Chez l’un des participants, la taille des fibres type I a augmenté de près de 50%, alors que chez deux autres participants, la taille a diminué de 5%.
Pareil pour les fibres type II : un des participants a vu la taille de ses fibres rapides augmenter d’environ 40%, alors qu’un autre participant a vu la taille baisser de plus de 10%. Idem pour la force (pour un des participants +15%, et pour un autre, – 8%)
Donc si tu cherches à optimiser la prise de muscle, je déconseillerais les séances musculation basées sur le concept de surcompensation.

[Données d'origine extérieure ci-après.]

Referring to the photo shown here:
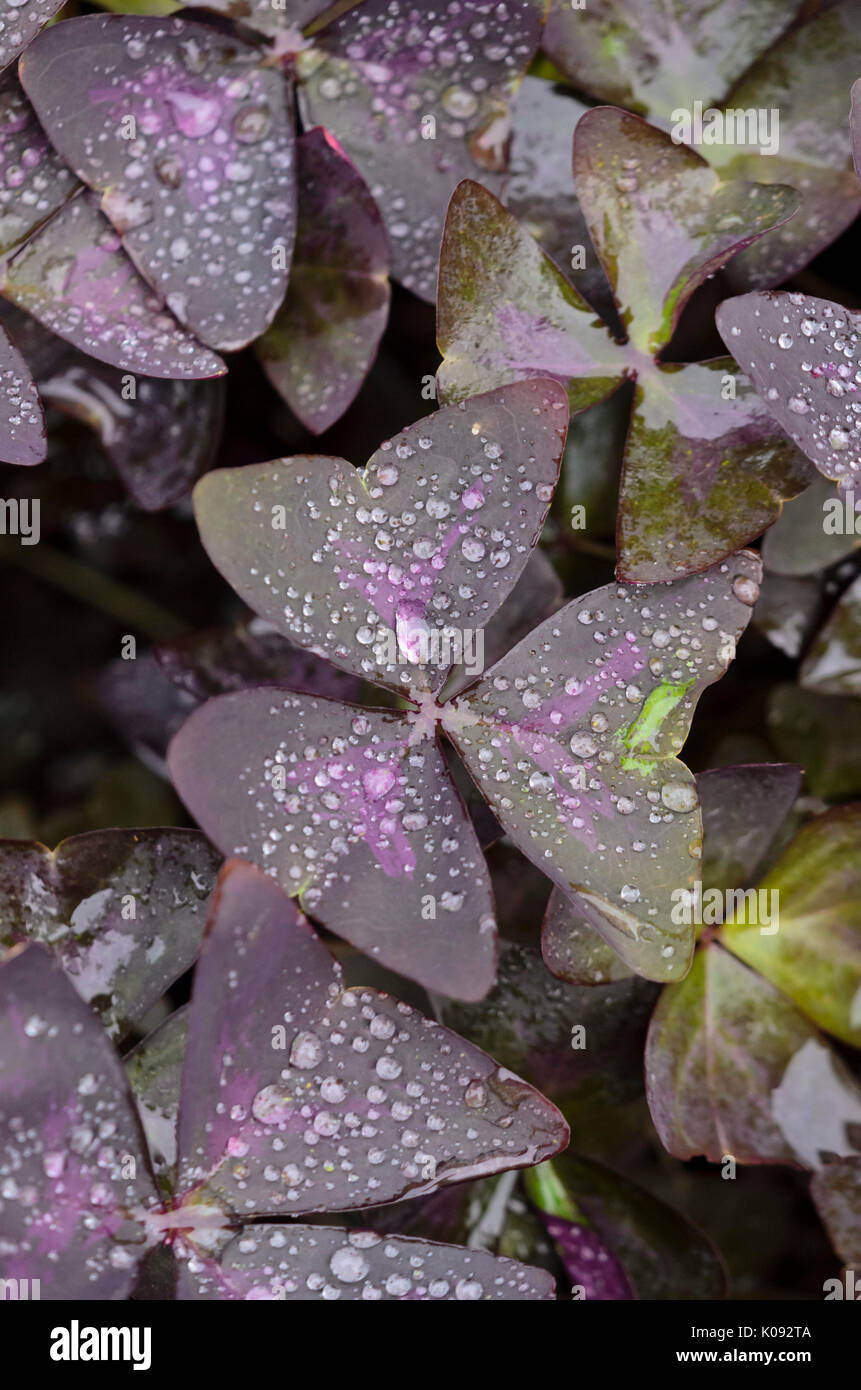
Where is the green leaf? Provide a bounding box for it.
[721,805,861,1047]
[524,1150,725,1300]
[645,944,861,1168]
[544,0,801,120]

Informations supplémentaires
Si tu veux utiliser les techniques d’entraînement avec restriction de circulation sanguine, il est important de noter qu’un des participants a arrêté l’étude, car cette pratique lui a donné des symptômes de rhabdomyolyse, qui est une condition très grave quand tes muscles deviennent trop endommagés (en général accompagné d’urine marron/sombre).
Mais si tu veux quand même essayer l’entraînement avec réduction de la circulation sanguine, les participants durant l’étude utilisaient un brassard de pression autour de la cuisse avec un gonflement de 90 mmHg pour les femmes et 100 mmHg pour les hommes.